Die nächsten Wochen sind unglaublich stressig, Harrys Terminkalender ist vollgestopft, sodass ich mir langsam Sorgen darüber mache, dass ihm der Stress zu viel wird. Gerade sitze ich in der Unibibliothek und versuche "The last choice" zu lesen, doch meine Gedanken schweifen immer wieder ab, sodass ich einzelne Absätze nochmal lesen muss, da ich nicht aktiv mitgedacht hatte.

Ich höre das Klackern von Pumps und merke, wie sich Erika neben mich gesellt. "Du scheinst ein wenig abgelenkt zu sein, ist alles in Ordnung?" Wie es meine Mutter immer tut, streicht sie mir langsam durchs Haar. Ich setze mich auf und klappe das Buch zu. "Ich weiß nicht, es ist nicht so meine Woche!" Die letzten Tage habe ich nicht viel geschlafen und Harry habe ich auch kaum gesehen. Seit gestern schreibt er mir nicht mehr zurück, egal wie oft ich ihn anrufe. Ich wollte nie eine dieser Freundinnen sein, die ihren Freund ununterbrochen anruft und herumheult, weil er ihr nicht zurückschreibt, doch ich halte es nicht aus.

Davor haben wir so viel Zeit verbracht, aber jetzt ist sein Terminplan voller denn je und da ist kein Platz für mich. "Hat es etwas mit deinem Freund zu tun? Ich kenne diesen Blick. Diesen Blick hatte ich immer während meiner Teenagerjahre drauf, wenn ich Liebeskummer hatte!" Ihr Augen strahlen, als sie mir von ihrer Jugend erzählt. Ich kann nicht anders, als bei ihrem Anblick zu lächeln. Die kleinen Lachfalten umschmeicheln ihre Mundwinkel und verleihen ihre einen sympathischen Ausdruck.

"Ja", hauche ich zustimmend und lege das Buch neben mir auf das Sofa ab. "Erzähl der guten Erika was los ist, vielleicht kann ich dir ja helfen!" Sie dreht sich zu mir und stützt ihren Kopf in ihre Hand und sieht mich erwartet an. Ich atme tief ein und aus. "Harry hat in den letzten Tagen so viel zu tun, dass wir uns kaum gesehen haben.
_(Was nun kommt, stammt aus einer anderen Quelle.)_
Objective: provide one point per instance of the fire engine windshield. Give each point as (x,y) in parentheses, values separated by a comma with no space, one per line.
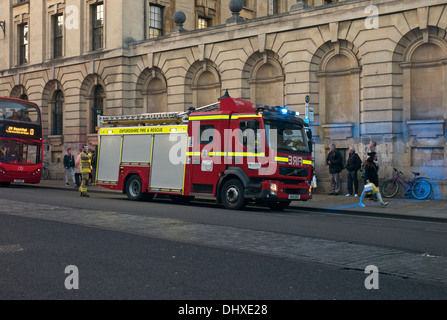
(291,137)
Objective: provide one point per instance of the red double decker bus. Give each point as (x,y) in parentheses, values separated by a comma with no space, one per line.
(21,142)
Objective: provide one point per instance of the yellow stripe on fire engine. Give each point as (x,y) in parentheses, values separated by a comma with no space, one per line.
(309,162)
(245,154)
(216,117)
(237,116)
(142,130)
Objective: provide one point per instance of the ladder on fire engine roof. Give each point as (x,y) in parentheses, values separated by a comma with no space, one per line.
(148,119)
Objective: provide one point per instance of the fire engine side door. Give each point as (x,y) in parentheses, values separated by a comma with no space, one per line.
(205,154)
(245,143)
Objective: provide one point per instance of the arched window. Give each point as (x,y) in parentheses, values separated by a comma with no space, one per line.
(57,113)
(98,106)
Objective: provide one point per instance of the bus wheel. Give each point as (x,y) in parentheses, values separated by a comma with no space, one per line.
(134,188)
(232,195)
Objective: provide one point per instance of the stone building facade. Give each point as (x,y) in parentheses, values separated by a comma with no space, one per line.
(374,70)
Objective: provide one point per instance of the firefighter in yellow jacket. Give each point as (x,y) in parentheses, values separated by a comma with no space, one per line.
(86,166)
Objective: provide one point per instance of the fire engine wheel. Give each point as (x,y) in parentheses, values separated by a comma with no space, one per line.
(181,199)
(232,195)
(278,205)
(134,188)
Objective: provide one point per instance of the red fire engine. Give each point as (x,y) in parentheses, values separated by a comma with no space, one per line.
(233,151)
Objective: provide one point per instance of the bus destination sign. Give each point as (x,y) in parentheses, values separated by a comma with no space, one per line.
(20,130)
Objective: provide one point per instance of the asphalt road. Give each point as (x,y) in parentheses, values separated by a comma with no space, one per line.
(165,251)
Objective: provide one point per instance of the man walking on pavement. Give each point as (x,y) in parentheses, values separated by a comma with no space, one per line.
(69,164)
(78,169)
(85,170)
(335,162)
(353,165)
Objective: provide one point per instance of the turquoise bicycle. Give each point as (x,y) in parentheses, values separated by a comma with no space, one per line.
(420,188)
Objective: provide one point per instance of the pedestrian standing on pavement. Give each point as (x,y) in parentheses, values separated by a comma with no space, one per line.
(77,170)
(370,188)
(85,171)
(372,147)
(353,165)
(69,164)
(335,162)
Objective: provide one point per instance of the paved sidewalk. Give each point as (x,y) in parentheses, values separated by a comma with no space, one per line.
(433,210)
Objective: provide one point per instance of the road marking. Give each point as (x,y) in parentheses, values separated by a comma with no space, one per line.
(9,248)
(339,253)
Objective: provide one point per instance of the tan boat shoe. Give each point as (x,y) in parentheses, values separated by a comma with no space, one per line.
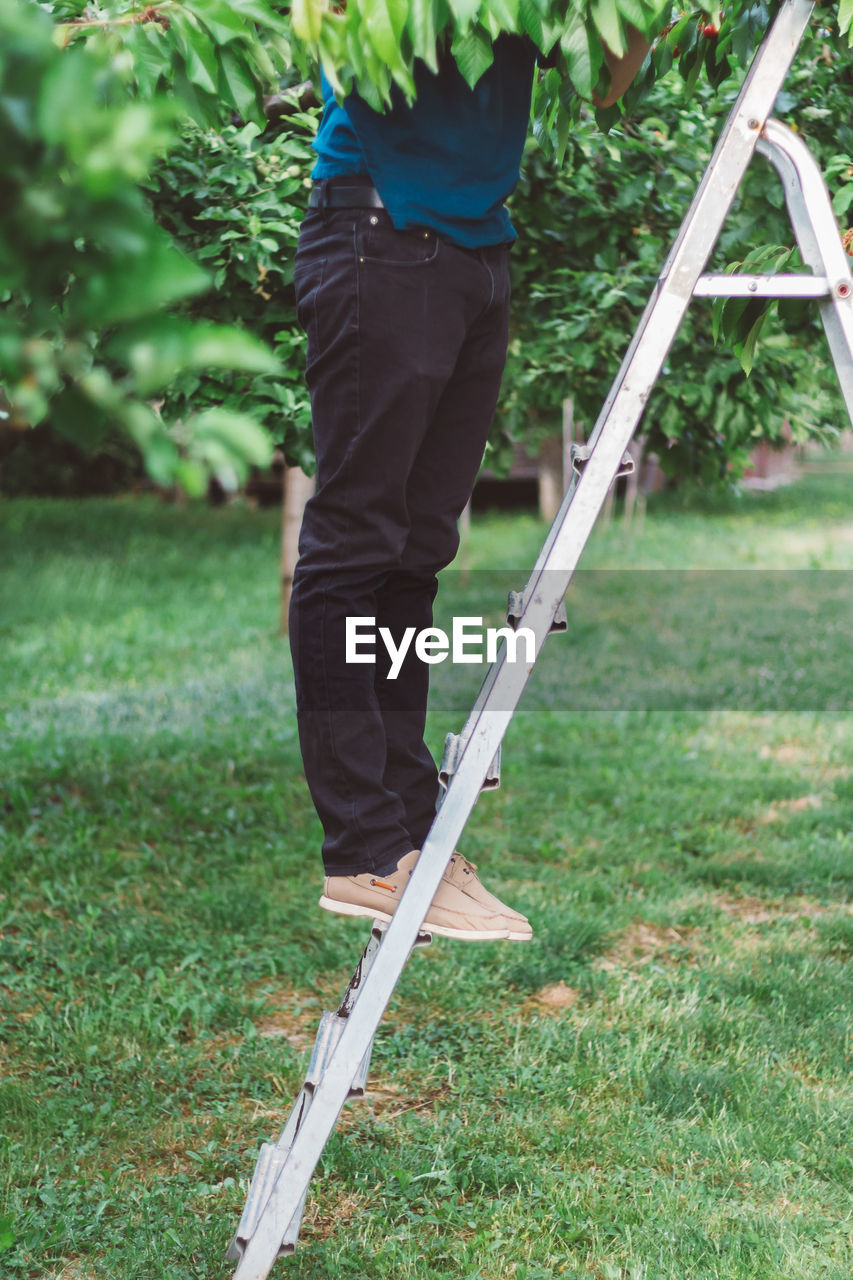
(463,906)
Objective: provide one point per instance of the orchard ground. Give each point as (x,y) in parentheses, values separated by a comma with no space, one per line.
(658,1087)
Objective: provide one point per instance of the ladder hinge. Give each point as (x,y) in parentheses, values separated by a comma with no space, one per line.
(582,453)
(518,603)
(454,748)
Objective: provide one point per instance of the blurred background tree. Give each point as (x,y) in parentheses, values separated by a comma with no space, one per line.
(150,210)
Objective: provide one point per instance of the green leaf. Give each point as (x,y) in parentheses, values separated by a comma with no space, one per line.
(580,59)
(78,419)
(135,287)
(384,22)
(473,54)
(609,23)
(422,28)
(845,19)
(306,17)
(220,19)
(242,438)
(200,55)
(160,348)
(238,85)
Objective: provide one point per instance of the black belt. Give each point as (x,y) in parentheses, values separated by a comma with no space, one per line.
(338,195)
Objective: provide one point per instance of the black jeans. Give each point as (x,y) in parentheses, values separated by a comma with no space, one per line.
(406,343)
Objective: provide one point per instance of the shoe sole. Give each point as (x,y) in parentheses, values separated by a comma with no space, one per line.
(331,904)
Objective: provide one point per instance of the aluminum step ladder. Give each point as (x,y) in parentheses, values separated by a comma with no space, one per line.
(338,1068)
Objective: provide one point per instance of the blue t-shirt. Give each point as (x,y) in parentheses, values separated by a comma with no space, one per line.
(447,161)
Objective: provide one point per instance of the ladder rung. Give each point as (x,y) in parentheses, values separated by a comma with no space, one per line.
(327,1038)
(582,453)
(270,1162)
(454,746)
(516,604)
(762,287)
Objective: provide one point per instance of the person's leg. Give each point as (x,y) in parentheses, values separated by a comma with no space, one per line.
(438,488)
(387,318)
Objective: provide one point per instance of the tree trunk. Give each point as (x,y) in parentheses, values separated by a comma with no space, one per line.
(296,490)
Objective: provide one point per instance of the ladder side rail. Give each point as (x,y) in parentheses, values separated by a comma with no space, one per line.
(682,270)
(820,242)
(707,211)
(559,560)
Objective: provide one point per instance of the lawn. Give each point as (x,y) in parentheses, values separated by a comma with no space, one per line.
(657,1088)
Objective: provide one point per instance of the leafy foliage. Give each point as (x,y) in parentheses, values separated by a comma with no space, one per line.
(594,234)
(233,199)
(374,44)
(86,274)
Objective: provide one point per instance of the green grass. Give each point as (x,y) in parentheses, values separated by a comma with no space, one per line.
(656,1088)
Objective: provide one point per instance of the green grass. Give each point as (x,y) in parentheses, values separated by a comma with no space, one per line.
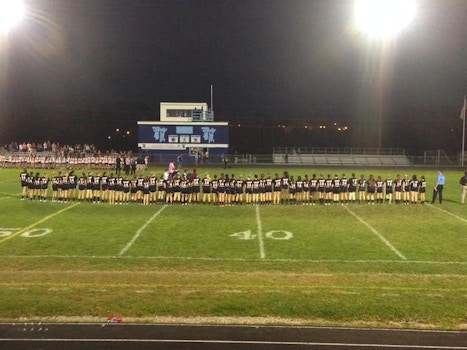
(403,266)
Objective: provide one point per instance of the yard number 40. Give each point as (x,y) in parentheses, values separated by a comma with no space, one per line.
(276,234)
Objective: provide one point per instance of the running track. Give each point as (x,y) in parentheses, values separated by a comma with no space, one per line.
(216,337)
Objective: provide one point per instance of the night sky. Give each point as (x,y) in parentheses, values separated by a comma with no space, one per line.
(76,70)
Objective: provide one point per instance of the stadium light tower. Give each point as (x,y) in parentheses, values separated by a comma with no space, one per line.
(11,13)
(380,22)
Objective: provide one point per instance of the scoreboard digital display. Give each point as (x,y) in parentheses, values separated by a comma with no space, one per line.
(166,136)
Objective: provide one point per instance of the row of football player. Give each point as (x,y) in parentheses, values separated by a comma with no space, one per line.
(262,189)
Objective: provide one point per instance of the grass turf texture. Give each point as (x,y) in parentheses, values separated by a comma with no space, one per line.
(381,265)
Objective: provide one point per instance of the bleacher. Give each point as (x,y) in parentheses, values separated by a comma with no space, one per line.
(341,157)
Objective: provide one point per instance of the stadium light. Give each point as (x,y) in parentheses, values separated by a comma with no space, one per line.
(383,19)
(11,13)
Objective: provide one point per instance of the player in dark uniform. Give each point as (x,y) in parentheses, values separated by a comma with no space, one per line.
(96,188)
(221,191)
(352,188)
(268,187)
(126,188)
(306,191)
(406,189)
(313,189)
(362,186)
(161,189)
(112,185)
(292,190)
(276,189)
(328,189)
(344,190)
(322,189)
(64,187)
(105,187)
(379,190)
(285,188)
(414,186)
(152,188)
(184,190)
(133,189)
(239,185)
(398,189)
(23,177)
(82,187)
(37,186)
(389,189)
(89,187)
(248,190)
(168,187)
(262,189)
(176,191)
(140,189)
(336,188)
(299,190)
(119,189)
(422,189)
(206,184)
(55,186)
(44,186)
(146,191)
(215,189)
(371,190)
(72,183)
(195,183)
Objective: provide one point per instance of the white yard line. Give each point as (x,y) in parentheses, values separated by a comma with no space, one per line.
(379,235)
(260,234)
(160,257)
(198,342)
(37,223)
(445,211)
(138,233)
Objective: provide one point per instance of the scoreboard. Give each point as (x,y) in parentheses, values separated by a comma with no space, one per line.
(165,136)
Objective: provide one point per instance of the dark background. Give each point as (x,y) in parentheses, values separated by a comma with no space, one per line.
(75,71)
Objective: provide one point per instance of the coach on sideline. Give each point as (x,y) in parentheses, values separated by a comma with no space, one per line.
(438,190)
(463,182)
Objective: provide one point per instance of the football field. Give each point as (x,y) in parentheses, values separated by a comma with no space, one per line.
(357,264)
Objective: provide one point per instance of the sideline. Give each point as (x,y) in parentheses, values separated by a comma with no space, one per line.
(138,233)
(394,249)
(447,212)
(37,223)
(259,226)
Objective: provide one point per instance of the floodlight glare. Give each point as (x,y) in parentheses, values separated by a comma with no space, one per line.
(11,12)
(383,18)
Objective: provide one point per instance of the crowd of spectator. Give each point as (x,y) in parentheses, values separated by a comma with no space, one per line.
(53,154)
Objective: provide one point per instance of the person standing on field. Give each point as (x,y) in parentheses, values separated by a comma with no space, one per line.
(438,190)
(463,183)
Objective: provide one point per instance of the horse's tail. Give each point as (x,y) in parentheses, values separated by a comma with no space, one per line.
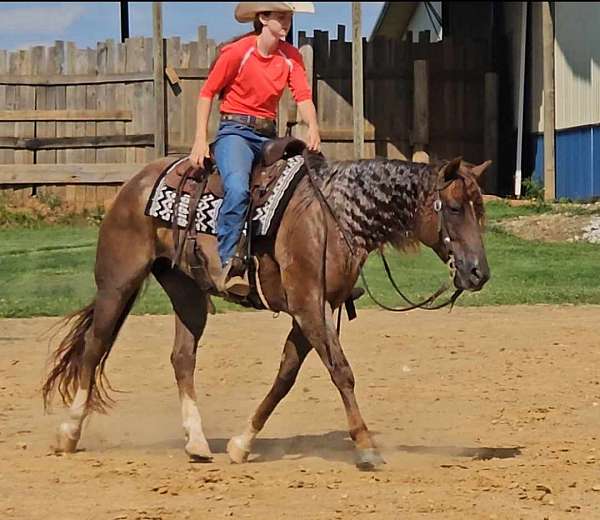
(67,360)
(67,357)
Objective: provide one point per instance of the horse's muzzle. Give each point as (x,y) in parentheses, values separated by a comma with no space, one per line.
(473,278)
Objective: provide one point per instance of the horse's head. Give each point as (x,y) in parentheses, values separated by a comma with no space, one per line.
(451,222)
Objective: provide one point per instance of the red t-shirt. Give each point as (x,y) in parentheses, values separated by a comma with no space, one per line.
(252,84)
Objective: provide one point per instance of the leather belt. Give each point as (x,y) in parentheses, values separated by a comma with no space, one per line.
(261,125)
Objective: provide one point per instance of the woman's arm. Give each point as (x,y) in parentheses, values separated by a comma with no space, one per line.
(308,113)
(200,147)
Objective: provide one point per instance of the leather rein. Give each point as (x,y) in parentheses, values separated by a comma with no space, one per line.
(425,304)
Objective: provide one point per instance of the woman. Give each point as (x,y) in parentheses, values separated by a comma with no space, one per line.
(250,75)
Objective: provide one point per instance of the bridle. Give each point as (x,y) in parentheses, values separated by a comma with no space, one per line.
(443,235)
(444,238)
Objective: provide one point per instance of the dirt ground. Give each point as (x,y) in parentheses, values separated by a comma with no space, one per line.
(549,227)
(481,413)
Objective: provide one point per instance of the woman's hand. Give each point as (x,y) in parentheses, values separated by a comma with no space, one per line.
(313,138)
(199,152)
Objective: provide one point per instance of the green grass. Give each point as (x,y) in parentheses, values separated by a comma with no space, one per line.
(48,271)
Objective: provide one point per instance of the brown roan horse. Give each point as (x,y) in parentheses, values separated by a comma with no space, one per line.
(307,271)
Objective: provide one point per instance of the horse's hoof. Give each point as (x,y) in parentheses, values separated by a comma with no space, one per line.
(368,459)
(237,453)
(198,452)
(64,443)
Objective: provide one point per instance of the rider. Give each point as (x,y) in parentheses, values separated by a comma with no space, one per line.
(250,75)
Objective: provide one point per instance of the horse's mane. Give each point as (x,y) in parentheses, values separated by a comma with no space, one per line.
(376,200)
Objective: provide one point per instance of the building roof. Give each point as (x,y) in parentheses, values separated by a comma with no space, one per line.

Ich habe Angst, dass diese Situation anhält, jetzt da er so erfolgreich ist. Ich will ihm auch nicht in den Weg stehen - ich untersütze ihn in dem was er macht! Aber der Gedanke, dass es länger so anhalten könnte, schmerzt. Ich will ihn nicht verlieren, was, wenn er mich nicht mehr will, wenn er so viele andere Menschen - vor allem Frauen - trifft?" Mein Herz rast bei dem Gedanken.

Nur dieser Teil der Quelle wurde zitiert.